Antoine’s, como su vecino Arnaud’s, propone alta cocina en salones refinados con luces tenues y mozos old style, que exigen vestirse con lo mejor del equipaje. Brennan’s replica ese estilo suntuoso sobre la coqueta calle Royal, ideal para el brunch dominguero, con sus diez variedades de huevos de los que destacan los Hussard, con tocineta y salsa marchand de vin, además de sus famosas bananas Foster.
No termina acá.

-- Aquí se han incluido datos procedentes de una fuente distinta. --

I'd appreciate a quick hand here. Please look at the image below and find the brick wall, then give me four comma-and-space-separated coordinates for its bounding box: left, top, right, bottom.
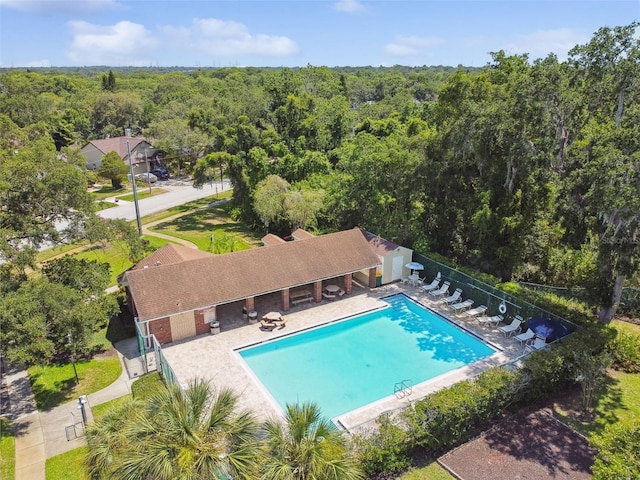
149, 317, 172, 344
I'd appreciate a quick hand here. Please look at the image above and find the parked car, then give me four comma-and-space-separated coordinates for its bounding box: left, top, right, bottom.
136, 172, 158, 183
151, 168, 169, 180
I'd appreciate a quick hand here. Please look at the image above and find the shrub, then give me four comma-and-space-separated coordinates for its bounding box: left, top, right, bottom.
404, 368, 518, 453
521, 324, 614, 404
355, 415, 411, 477
607, 330, 640, 373
591, 422, 640, 480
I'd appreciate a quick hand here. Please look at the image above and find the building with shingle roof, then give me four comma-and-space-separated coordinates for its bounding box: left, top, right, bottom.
122, 228, 380, 343
81, 129, 158, 175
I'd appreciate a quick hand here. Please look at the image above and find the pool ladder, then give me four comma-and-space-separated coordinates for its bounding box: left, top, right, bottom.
393, 379, 413, 398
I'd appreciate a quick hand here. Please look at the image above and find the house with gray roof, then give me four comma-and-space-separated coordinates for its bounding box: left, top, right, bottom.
80, 131, 159, 175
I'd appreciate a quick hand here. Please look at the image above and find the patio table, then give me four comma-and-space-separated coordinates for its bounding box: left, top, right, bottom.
324, 285, 340, 293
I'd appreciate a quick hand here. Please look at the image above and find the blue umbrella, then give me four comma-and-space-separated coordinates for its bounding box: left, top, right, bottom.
527, 318, 569, 343
405, 262, 424, 275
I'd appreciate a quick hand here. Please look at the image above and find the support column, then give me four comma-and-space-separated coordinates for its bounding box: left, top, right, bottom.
313, 280, 322, 303
344, 273, 353, 295
369, 267, 376, 288
280, 288, 291, 312
244, 297, 256, 312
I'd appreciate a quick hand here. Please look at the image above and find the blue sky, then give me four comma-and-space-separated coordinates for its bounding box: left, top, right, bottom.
0, 0, 640, 67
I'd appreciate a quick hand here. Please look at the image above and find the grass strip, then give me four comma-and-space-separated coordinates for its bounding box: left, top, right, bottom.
28, 355, 122, 411
0, 418, 16, 480
45, 447, 89, 480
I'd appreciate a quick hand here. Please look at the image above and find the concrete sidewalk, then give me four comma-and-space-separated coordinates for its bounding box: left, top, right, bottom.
7, 338, 144, 480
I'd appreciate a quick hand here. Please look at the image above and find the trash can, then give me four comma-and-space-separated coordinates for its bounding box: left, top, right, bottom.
209, 321, 220, 335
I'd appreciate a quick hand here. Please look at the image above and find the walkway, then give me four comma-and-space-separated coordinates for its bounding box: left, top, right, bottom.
7, 338, 142, 480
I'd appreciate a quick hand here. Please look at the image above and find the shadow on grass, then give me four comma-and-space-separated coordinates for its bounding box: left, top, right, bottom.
553, 376, 628, 437
29, 362, 80, 412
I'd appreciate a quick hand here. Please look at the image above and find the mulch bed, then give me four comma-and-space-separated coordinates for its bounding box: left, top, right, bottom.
438, 409, 595, 480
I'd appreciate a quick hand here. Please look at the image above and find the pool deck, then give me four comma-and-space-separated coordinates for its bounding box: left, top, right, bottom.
162, 284, 525, 432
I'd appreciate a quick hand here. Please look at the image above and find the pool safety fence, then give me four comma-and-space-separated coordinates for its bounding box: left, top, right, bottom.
134, 322, 177, 385
518, 282, 640, 315
414, 252, 580, 332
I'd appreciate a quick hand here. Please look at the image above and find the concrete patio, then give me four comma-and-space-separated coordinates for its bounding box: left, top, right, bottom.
162, 283, 525, 431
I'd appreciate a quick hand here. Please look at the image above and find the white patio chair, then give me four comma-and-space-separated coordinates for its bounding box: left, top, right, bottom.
450, 298, 473, 312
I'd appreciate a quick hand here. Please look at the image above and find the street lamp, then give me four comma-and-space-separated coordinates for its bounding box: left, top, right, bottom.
67, 332, 80, 385
127, 140, 142, 236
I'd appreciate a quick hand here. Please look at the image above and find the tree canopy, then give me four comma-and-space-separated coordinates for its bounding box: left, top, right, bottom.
0, 22, 640, 320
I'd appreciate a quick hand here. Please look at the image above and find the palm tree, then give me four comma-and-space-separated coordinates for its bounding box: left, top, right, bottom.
87, 380, 261, 480
263, 403, 364, 480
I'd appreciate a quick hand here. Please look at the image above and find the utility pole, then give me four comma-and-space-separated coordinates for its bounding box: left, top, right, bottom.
67, 332, 80, 385
127, 140, 142, 236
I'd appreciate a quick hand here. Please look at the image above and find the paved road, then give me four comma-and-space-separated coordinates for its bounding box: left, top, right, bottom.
97, 179, 231, 220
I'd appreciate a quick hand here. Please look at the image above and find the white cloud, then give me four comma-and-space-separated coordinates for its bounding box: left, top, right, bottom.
333, 0, 366, 13
502, 28, 589, 61
0, 0, 124, 15
161, 18, 298, 57
384, 35, 444, 57
65, 21, 157, 65
22, 60, 51, 68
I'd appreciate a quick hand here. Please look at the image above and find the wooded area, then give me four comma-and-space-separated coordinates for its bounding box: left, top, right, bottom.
0, 23, 640, 344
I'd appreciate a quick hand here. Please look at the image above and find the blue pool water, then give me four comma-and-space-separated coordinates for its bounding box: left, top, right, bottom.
239, 294, 495, 418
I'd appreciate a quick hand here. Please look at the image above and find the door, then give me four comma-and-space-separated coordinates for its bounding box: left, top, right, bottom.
390, 255, 404, 282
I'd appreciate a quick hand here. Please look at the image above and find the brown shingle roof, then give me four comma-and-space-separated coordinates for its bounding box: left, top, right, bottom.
126, 229, 380, 321
362, 230, 400, 257
291, 228, 315, 240
89, 137, 147, 163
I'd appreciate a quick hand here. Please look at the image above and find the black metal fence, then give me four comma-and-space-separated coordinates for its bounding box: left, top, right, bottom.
413, 252, 579, 331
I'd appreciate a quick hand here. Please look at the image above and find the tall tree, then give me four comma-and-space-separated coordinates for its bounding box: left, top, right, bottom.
570, 22, 640, 321
86, 380, 262, 480
263, 403, 364, 480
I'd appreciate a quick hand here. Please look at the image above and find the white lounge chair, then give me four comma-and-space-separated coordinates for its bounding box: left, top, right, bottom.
420, 277, 440, 293
464, 305, 487, 317
498, 315, 522, 337
524, 337, 549, 352
451, 298, 473, 312
429, 282, 451, 298
475, 315, 504, 326
513, 328, 536, 345
438, 288, 462, 305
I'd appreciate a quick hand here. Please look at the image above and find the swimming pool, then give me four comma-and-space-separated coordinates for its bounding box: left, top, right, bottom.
238, 294, 495, 418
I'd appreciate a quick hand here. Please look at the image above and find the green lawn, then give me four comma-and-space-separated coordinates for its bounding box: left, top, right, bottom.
118, 185, 169, 202
28, 355, 122, 411
151, 199, 260, 252
398, 462, 455, 480
76, 236, 168, 285
91, 395, 131, 422
142, 190, 233, 224
45, 447, 89, 480
0, 418, 16, 480
131, 372, 164, 399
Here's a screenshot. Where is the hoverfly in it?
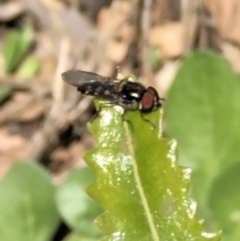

Están el muffuletta siciliano (sándwich de salame y provolone) de Central Grocery y los po-boys (poor boys) de Mother’s (sándwiches de pan francés rellenos de camarones rebozados) que inventaron unos conductores de tranvías durante una huelga.
RECUADRO
Un poco más barato
En el French Market, un mercado techado lleno de puestos, se encuentra un poco de todo a precios más módicos y otras carnes exóticas que pueden parecer morbosas, como las hamburguesas de caimán –anunciadas en stands junto a las cabezas del animal– y la sopa de tortuga, que acá son comunes como el pollo. Y, para un buen coctel, uno de los favoritos es el bar giratorio Carousel del hotel Monteleone, donde Truman Capote y William Faulkner alguna vez buscaron inspiración en un Sazerac (whisky de centeno, absenta, limón y toque de Angostura).